Thursday, July 17, 2008

Drinking off the list

A mellow dinner at Pop’s with my folks and an old friend of theirs upon their arrival from Montana. It's nice to be able to easily drink off a wine list at a local restaurant, as opposed to SoCal where having a choice of good affordable wine was very rare.

2006 Franco Toros Collio Tocai Friulano
Thanks to Damon who turned me onto to these wines. Really exceptional depth and clarity. I like all the Toros wines, but this one is probably my favorite. Something about the fruit quality in Tokay really appeals to me. It is like if there were a version of lemon custard that wasn’t so blurry, sort a clear wax version. Anyway, my dad went gaga over it, which is always a good thing.

2005 Montesecondo Chianti Classico
An old favorite, this has been showing really well lately and seems to be prospering despite the supposedly poor vintage. Pleaty of fruit, earth, and leather, with lots of snap and tannin to wash down food. It really is a delightful food wine and this is the third or fourth bottle I’ve enjoyed in the last month. Not sure that it’ll make bones, but should drink well for the next few years at least.


Iuli said...

Hey VLM,

Tell me. . .what do you think of the reductive fermentation of most italian white wines?
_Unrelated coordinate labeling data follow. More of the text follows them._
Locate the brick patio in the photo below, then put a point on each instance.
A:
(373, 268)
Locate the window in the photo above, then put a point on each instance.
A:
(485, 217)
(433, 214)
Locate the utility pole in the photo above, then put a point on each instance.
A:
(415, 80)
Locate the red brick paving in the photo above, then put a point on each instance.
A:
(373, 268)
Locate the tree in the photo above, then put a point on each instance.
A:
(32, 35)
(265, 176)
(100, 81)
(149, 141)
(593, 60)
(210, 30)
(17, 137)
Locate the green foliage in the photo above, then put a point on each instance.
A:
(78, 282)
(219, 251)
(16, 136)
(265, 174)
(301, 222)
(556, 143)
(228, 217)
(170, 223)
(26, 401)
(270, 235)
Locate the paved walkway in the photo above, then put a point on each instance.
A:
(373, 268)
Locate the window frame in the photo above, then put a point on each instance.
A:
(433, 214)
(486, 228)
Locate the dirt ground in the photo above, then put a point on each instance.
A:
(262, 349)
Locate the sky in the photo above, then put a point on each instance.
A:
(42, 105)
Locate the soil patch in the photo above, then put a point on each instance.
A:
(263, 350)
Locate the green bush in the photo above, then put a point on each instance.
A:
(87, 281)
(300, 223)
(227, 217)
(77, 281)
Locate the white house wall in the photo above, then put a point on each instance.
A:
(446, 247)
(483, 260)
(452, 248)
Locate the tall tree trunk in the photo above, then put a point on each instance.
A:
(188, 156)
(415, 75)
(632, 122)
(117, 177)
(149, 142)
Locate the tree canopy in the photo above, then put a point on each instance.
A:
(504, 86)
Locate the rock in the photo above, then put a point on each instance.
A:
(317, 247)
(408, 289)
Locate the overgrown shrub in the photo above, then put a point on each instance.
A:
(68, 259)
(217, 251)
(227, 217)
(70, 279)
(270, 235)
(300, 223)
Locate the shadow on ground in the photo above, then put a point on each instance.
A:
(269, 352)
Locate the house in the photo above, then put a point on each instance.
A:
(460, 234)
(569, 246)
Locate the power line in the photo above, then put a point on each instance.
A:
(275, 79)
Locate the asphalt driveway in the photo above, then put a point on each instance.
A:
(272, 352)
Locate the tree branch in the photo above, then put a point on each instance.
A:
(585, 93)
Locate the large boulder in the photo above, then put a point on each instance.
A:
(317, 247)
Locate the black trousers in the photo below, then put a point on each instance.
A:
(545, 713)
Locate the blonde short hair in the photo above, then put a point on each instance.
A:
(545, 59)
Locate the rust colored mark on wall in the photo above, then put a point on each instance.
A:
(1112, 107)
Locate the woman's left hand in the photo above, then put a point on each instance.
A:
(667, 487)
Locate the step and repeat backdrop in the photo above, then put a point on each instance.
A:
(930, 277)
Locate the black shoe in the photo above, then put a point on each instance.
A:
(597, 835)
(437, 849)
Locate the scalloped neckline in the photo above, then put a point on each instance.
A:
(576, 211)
I used to LOVE Toros. . .and i still like the wines, ok. But, well, they all smell very similar, and in some vintages exactly alike.
(Although they do maintain a variety of typical textures, for sure)
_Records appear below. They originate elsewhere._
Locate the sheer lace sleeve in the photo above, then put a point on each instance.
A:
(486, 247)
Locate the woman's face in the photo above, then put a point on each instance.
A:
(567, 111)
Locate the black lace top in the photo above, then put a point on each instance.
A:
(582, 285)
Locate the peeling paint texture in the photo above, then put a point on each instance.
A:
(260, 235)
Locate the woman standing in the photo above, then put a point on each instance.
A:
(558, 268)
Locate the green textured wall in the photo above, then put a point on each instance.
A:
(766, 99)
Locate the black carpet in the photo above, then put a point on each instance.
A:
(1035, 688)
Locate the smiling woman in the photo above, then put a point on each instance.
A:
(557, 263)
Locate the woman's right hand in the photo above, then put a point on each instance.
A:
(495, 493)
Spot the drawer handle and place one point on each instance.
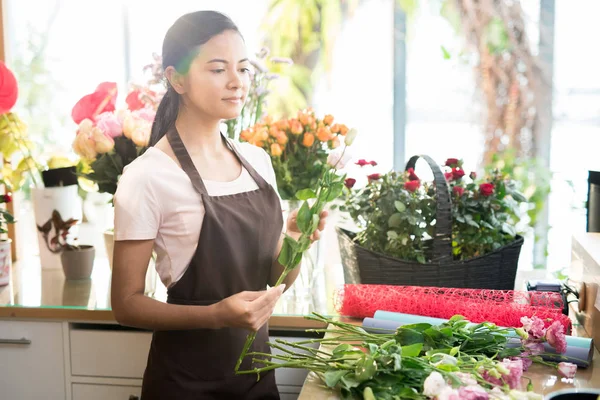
(15, 341)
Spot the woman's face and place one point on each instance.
(218, 79)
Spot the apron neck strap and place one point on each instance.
(186, 161)
(190, 169)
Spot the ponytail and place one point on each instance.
(166, 114)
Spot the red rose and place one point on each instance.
(411, 186)
(92, 105)
(452, 162)
(411, 175)
(457, 173)
(134, 101)
(8, 89)
(349, 182)
(486, 189)
(374, 177)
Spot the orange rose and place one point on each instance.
(335, 142)
(296, 127)
(283, 124)
(343, 129)
(276, 150)
(282, 138)
(273, 131)
(308, 139)
(262, 134)
(303, 118)
(246, 135)
(324, 134)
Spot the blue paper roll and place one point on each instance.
(405, 319)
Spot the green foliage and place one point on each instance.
(400, 222)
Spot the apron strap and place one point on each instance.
(186, 162)
(190, 169)
(258, 179)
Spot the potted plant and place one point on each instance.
(77, 260)
(299, 148)
(454, 231)
(5, 243)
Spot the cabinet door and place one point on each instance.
(82, 391)
(32, 365)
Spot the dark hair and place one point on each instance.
(180, 47)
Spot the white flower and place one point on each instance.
(338, 159)
(448, 393)
(434, 384)
(350, 136)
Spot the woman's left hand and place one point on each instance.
(294, 231)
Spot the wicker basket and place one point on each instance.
(494, 270)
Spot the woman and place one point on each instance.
(209, 209)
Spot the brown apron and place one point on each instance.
(235, 252)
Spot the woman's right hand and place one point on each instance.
(249, 310)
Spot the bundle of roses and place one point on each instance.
(298, 147)
(108, 139)
(396, 212)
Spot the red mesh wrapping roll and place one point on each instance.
(502, 307)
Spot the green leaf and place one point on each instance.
(420, 327)
(305, 194)
(350, 381)
(332, 377)
(408, 336)
(365, 368)
(400, 206)
(509, 229)
(368, 394)
(445, 53)
(287, 252)
(412, 350)
(304, 219)
(395, 221)
(335, 191)
(341, 349)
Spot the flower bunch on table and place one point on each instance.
(452, 360)
(396, 211)
(298, 147)
(328, 187)
(108, 139)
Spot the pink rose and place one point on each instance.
(109, 124)
(534, 326)
(452, 162)
(146, 113)
(567, 370)
(515, 368)
(411, 175)
(412, 186)
(486, 189)
(457, 173)
(535, 348)
(555, 336)
(473, 392)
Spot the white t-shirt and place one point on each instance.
(155, 199)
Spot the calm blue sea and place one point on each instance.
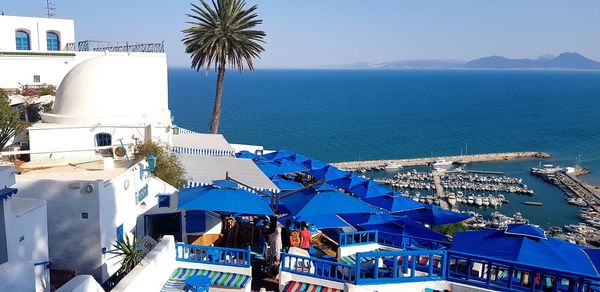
(338, 115)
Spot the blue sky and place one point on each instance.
(304, 33)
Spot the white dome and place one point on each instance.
(111, 89)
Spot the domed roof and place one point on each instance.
(113, 89)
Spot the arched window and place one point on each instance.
(22, 38)
(103, 139)
(53, 41)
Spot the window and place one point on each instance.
(164, 201)
(119, 232)
(22, 38)
(53, 41)
(103, 139)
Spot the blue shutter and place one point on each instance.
(120, 232)
(164, 201)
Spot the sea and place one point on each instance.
(341, 115)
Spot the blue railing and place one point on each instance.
(504, 275)
(390, 267)
(390, 239)
(213, 255)
(318, 268)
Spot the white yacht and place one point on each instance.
(478, 200)
(442, 163)
(392, 166)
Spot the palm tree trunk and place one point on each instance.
(214, 124)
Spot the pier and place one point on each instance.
(488, 157)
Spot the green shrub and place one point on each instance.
(168, 166)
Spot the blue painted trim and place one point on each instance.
(322, 269)
(7, 193)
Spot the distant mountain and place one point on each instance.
(562, 61)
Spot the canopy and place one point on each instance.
(324, 187)
(279, 154)
(319, 221)
(525, 230)
(394, 203)
(311, 203)
(223, 196)
(369, 219)
(329, 173)
(273, 168)
(434, 215)
(348, 182)
(287, 185)
(314, 164)
(369, 189)
(550, 253)
(403, 225)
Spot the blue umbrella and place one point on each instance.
(526, 249)
(329, 173)
(381, 217)
(223, 196)
(314, 164)
(403, 225)
(287, 185)
(369, 189)
(394, 203)
(319, 221)
(348, 182)
(311, 203)
(435, 215)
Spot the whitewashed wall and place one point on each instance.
(37, 28)
(73, 241)
(81, 283)
(154, 271)
(17, 276)
(27, 235)
(44, 137)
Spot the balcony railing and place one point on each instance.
(318, 268)
(126, 47)
(390, 239)
(213, 255)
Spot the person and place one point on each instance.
(286, 234)
(275, 249)
(304, 237)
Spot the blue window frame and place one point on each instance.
(103, 139)
(120, 232)
(164, 201)
(22, 38)
(53, 41)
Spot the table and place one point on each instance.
(197, 284)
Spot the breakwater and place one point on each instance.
(487, 157)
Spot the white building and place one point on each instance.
(105, 101)
(43, 50)
(23, 239)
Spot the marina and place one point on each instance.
(438, 161)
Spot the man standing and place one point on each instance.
(304, 237)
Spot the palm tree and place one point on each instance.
(222, 34)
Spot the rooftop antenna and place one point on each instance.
(50, 7)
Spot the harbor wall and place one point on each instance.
(354, 165)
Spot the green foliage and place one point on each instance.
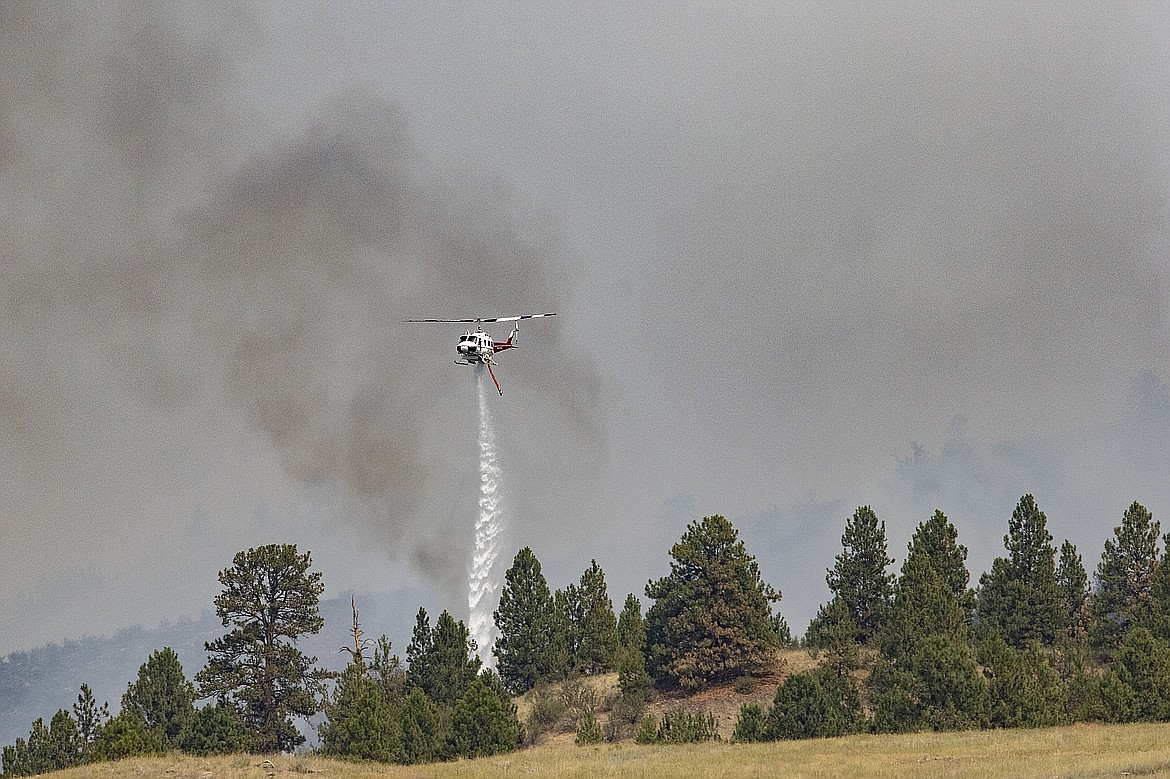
(859, 579)
(530, 648)
(126, 736)
(1124, 580)
(442, 662)
(682, 726)
(424, 731)
(647, 731)
(1024, 690)
(591, 626)
(935, 684)
(1073, 583)
(89, 717)
(633, 680)
(217, 729)
(1142, 671)
(363, 721)
(711, 617)
(930, 595)
(548, 709)
(483, 721)
(632, 626)
(270, 600)
(834, 632)
(1019, 597)
(819, 703)
(162, 696)
(589, 730)
(750, 725)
I'm personally a bit tired of reductive fermentation. I don't think it 'keeps the fruit fresh' as most wine makers have claimed. I think it homogenizes the varietals.

Yes, Tocai and Pinot Grigio are still different. But how different are reductively fermented Tocai and Sauvignon?

I often wonder why there's so little in terms of diversity in style between say Gravner & radikon on one hand. . and Schiopetto and Felluga on the other? Maybe i'm just bored. . ..

the vlm said...


That is a big question, and maybe should be the subject of it's own post (and maybe, if I can convince him, a guest poster).

Reductive winemaking has been taking over for a long time now, sometimes with good results, but it does obscure, at least in youth, some differences. It isn't as bad as bullshit hipster winemaking, and for whites at least, has some common sense to recommend it.

I don't think the savignon and the tocai are at all alike, the tocai and the pinot bianco, that might make things tighter.

I don't think everyone should make wines like Radikon and Gravner, those are extreme examples that require a level of insight and dedication that not everyone is up to.